Évidemment, certains pourraient vouloir soutenir la position inverse selon le contexte dans lequel s’inscrit la communication diffamatoire. On peut citer à cet égard l’exemple d’une publication anonyme sur la plate-forme Instagram. Réagir à ce type de publication est susceptible d’envoyer comme message au « citoyen ordinaire » que la publication diffamatoire revêt une certaine crédibilité, le principal intéressé ayant jugé opportun de la tempérer. D’autre part, commenter une publication diffamatoire est susceptible d’accroître la diffusion du message qu’elle contient en ce que plusieurs médias traditionnels rapportent régulièrement des allégations non vérifiées en mettant l’accent non pas sur celles-ci, mais sur l’existence d’une controverse d’intérêt public sévissant entre différentes parties prenantes[2]. Si le principal intéressé commente une publication dont l’intérêt public était au départ incertain, cela peut bien souvent envoyer aux médias traditionnels le message que la publication est finalement d’intérêt public en ce qu’il y a désormais débat entre plusieurs parties.
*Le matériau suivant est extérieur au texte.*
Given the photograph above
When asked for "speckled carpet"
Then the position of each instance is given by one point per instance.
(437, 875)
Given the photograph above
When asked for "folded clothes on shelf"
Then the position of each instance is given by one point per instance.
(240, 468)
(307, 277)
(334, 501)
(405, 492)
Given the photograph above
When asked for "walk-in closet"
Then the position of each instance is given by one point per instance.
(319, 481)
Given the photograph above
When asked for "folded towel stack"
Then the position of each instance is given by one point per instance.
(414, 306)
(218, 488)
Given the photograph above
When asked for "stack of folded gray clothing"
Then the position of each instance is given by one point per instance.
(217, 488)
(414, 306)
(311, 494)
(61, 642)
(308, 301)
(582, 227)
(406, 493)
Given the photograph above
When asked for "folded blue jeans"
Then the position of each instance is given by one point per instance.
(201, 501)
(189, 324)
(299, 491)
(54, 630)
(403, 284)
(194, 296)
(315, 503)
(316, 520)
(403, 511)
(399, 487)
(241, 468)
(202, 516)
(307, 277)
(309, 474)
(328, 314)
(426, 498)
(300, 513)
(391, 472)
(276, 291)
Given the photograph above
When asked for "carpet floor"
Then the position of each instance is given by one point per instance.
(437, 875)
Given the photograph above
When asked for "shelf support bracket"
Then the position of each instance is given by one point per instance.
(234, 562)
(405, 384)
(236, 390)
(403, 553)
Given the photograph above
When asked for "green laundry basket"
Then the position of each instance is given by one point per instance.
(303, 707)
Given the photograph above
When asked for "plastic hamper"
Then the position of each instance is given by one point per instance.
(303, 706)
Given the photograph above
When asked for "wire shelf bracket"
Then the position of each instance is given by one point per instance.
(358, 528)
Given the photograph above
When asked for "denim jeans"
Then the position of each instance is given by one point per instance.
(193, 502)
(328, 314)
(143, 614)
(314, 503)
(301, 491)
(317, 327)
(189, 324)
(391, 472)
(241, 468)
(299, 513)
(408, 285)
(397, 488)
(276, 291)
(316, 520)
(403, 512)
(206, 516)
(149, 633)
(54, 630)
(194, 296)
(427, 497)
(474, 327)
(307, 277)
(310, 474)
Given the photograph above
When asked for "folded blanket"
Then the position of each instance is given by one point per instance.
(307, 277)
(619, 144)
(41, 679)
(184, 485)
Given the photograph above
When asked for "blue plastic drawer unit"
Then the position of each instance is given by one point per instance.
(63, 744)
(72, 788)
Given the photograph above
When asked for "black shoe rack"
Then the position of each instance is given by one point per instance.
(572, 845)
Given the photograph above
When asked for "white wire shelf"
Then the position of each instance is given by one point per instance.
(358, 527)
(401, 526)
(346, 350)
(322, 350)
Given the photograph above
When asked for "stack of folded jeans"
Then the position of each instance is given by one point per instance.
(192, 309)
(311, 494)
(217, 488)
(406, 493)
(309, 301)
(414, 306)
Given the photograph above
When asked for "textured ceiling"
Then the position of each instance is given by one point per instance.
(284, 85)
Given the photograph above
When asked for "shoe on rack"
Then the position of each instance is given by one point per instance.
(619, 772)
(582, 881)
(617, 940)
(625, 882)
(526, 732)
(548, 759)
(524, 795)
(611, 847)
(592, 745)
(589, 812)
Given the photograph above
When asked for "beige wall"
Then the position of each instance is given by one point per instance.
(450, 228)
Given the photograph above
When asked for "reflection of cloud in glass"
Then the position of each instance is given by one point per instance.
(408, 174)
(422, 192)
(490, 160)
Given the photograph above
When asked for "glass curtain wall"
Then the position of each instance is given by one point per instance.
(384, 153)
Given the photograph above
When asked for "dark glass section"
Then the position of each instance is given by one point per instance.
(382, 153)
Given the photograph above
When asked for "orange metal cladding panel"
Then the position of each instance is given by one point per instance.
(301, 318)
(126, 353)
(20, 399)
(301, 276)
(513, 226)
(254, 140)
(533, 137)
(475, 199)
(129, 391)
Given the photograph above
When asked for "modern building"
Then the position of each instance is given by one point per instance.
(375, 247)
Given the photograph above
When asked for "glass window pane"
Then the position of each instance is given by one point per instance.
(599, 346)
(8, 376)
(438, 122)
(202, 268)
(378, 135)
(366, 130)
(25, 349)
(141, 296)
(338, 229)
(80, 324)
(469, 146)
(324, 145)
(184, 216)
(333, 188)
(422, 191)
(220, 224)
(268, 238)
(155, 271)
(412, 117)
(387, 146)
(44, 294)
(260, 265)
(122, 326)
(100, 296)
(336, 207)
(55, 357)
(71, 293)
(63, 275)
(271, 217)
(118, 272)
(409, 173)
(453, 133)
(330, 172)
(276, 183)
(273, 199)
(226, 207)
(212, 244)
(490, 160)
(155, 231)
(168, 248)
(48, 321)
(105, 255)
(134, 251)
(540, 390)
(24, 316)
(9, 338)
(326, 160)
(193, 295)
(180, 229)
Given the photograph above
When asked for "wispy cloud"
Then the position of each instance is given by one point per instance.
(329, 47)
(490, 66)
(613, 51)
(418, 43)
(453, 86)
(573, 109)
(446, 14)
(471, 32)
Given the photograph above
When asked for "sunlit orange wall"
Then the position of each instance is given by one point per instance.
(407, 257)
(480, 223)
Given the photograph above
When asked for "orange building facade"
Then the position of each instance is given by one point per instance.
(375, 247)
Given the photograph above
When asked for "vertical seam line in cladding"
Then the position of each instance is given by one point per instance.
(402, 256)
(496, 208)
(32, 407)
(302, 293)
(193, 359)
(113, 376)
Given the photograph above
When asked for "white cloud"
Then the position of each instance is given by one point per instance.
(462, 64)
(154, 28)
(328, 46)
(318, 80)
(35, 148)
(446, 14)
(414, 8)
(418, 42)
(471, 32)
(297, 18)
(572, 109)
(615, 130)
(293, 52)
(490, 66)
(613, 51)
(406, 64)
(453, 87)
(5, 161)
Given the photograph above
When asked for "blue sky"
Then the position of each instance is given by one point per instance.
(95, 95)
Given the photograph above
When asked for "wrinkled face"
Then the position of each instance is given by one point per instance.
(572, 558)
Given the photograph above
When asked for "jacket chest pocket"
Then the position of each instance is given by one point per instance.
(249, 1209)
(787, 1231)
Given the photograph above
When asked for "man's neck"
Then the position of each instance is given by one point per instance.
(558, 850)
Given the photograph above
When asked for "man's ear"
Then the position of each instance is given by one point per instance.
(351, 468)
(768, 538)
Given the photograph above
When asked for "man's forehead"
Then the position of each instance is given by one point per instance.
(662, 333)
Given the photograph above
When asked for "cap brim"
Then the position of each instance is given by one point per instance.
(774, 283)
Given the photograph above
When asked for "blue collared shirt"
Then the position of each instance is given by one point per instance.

Il est permis de soutenir que c’est peut-être en raison de cela que certaines personnalités québécoises ayant réagi aux dénonciations anonymes du mouvement « Moi aussi » ont vu leur histoire être davantage étalée dans les médias traditionnels que ceux qui se sont abstenus de commenter.

Bref, la décision Cliffe c. Allard rappelle l’importance dans tout dossier de diffamation de bien comprendre non seulement la portée du message véhiculé, mais également l’univers technologique dans lequel la diffusion de celui-ci s’inscrit.
 


 

[1] Prud’homme c. Prud’homme, 2002 CSC 85; Bou Malhab c. Diffusion Métromédia CMR inc., 2011 CSC 9; Proulx c. Martineau, 2015 QCCA 472; FTQ-Construction c. Lepage, 2016 QCCA1375; Bonneau c. RNC Média inc., 2017 QCCA 11; Radio-Canada c. Radio Sept-Îles, [1994] R.J.Q. 1811 (C.A.).

[2] Ce comportement s’inspire du tempérament apporté à la « repetition rule » par la « reportage rule », tel qu’énoncé par la Cour suprême du Canada dans Grant c. Torstar, 2009 CSC 61. Cet arrêt a cependant été rendu dans un contexte de common law et la Cour d’appel du Québec rappelle qu’il ne s’applique pas en droit de la responsabilité civile québécois quoiqu’il fournisse « des précisions intéressantes quant à la notion d’intérêt public », voir Société TVA inc. c. Marcotte, 2015 QCCA 1118, para. 103.